Tomorrow Is A Critical Day
Tuesday, October 11, 2016
What To Do?
No changes from yesterday
Short Term:
Short term bulls, who entered the market, should maintain their positions.
New positions can be taken if the Wyckoff Wave either successfully tests the support line drawn from point D, or on a Spring of that support.
If I am incorrect and the Wyckoff Wave reacts sharply through the support, position should be closed.
There are no short-term positions to the downside.
Intermediate & Long Term:
Their are no intermediate or long term opportunities to the upside.
Long-term positions to the upside should be maintained.
New positions to the upside can be taken on a successful Spring.

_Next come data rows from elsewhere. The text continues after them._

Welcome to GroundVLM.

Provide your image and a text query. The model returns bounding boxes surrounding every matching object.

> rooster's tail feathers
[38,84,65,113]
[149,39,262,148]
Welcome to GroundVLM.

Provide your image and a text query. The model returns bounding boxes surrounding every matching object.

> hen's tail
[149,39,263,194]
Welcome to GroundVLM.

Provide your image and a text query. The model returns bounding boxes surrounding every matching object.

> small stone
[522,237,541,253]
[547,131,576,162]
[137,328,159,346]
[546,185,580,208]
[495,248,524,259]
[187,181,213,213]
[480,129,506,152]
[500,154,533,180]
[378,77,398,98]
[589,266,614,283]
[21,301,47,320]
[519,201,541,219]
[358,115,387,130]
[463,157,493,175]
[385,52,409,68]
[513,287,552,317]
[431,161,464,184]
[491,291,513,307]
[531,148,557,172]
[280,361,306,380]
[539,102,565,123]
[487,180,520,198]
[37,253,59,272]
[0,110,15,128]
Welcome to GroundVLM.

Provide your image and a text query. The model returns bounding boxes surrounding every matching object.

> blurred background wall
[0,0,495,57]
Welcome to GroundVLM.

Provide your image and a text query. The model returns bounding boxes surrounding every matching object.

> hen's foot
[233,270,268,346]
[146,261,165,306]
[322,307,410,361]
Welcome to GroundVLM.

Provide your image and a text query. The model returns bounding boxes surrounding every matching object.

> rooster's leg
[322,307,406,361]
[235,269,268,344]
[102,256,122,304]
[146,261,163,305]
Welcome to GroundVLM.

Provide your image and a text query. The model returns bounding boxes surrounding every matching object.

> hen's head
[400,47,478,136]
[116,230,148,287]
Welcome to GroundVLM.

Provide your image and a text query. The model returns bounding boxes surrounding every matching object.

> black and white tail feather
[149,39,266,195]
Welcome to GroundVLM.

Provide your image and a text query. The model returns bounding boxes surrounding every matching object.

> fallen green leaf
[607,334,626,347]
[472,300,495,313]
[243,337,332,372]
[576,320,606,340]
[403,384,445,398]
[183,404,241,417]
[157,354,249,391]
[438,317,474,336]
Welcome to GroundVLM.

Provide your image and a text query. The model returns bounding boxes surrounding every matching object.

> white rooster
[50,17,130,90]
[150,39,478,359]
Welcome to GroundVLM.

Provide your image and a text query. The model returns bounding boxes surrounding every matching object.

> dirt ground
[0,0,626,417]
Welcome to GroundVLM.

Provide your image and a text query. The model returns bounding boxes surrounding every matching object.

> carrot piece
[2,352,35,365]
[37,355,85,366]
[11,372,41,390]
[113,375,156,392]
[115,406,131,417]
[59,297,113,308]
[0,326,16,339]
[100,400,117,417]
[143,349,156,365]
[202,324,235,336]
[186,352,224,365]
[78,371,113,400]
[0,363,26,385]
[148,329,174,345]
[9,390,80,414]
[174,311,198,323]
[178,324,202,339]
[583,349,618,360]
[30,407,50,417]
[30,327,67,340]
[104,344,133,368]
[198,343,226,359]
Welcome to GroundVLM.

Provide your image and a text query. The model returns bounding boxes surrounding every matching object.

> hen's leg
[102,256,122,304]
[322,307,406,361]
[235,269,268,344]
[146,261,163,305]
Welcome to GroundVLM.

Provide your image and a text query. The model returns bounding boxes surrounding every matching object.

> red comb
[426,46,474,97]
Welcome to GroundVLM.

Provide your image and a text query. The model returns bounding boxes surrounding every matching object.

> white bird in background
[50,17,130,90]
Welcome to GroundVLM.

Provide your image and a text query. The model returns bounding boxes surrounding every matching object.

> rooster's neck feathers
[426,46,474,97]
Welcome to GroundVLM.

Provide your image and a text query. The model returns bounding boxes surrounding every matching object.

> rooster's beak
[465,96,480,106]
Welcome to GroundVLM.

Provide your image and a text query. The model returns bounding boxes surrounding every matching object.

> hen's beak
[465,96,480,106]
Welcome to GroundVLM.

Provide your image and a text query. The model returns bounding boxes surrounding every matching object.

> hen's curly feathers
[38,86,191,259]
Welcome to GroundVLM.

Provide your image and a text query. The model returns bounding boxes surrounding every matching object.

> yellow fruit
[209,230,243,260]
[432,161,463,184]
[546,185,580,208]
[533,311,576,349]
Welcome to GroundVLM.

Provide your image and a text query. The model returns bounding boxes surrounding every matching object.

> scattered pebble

There are no intermediate or long term opportunities to the downside
Market Trends:
Intra-day: Down, using Reverse Use of Trend Lines
Short Term: Neutral.
Intermediate Term: Neutral
Long Term: Neutral
The stock market, as measured by the Wyckoff Wave, traded lower on decreased volume. It closed in the lower half of a narrower price spread, in a slightly oversold condition relative to the Technometer. The price spread and volume suggest a lack of supply.

A review of the intra-day waves suggests that for most of the day, supply dominated the market action. Some demand did return during the last hour and 40 minutes.
After a gap opening to the downside the Wyckoff Wave continued to react until it reached point D. After a brief, poor quality, rally to point E, supply returned and the Wyckoff Wave reacted to point F. Then, some demand returned and the Wyckoff Wave rallied for the remainder of the trading day. While demand was present, it was not particularly strong.
As the Wyckoff Wave moved into a significantly oversold position relative to its intra-day down trend channel, a new down trend channel, using the reverse use of trend lines has been drawn. It is marked by the dotted lines.
The Wyckoff Wave is in an intra-day positive divergence with its O-P Index when today’s close is compared to points F and D.
Although the Wyckoff Wave continued to react on good supply, it was unable, at both points D and F, to reach the new down trend channel’s support line. This is a minor indication of relative strength.
While demand was not particularly strong on the intra-day rallies off points D and F, the Wyckoff Wave does have an opportunity to weaken the new intra-day down trend channel.
All this suggests the Wyckoff Wave is reaching the support that is shown on the daily vertical line chart and is probably getting ready to rally.
The Optimism – Pessimism Index also reacted. It is in a very short-term slight positive divergence, with the Wyckoff Wave, when compared with point K. It is in a longer term positive inharmonious action with the Wyckoff Wave when compared with point D.
The Force Index reacted and is producing strong moderate readings. There is a mitigating impact on the slightly oversold Technometer.
Tomorrow, the Technometer will open in an oversold condition.

Today, the Wyckoff Wave continued its reaction off point N and is testing the support line drawn from point D. While supply was certainly present, it was not as strong as on Monday. This would suggest the Wyckoff Wave is preparing to test the support and rally.
If the Wyckoff Wave was going to Spring the support there is a good possibility it would’ve done so during the afternoon.
However, the Spring scenario, while its probability of success is reduced, is still a viable option.
Tomorrow will be a critical day. The Wyckoff Wave is either going to rally off the support, Spring the support or react strongly back into the trading range. These scenarios are listed in order of their probability of success.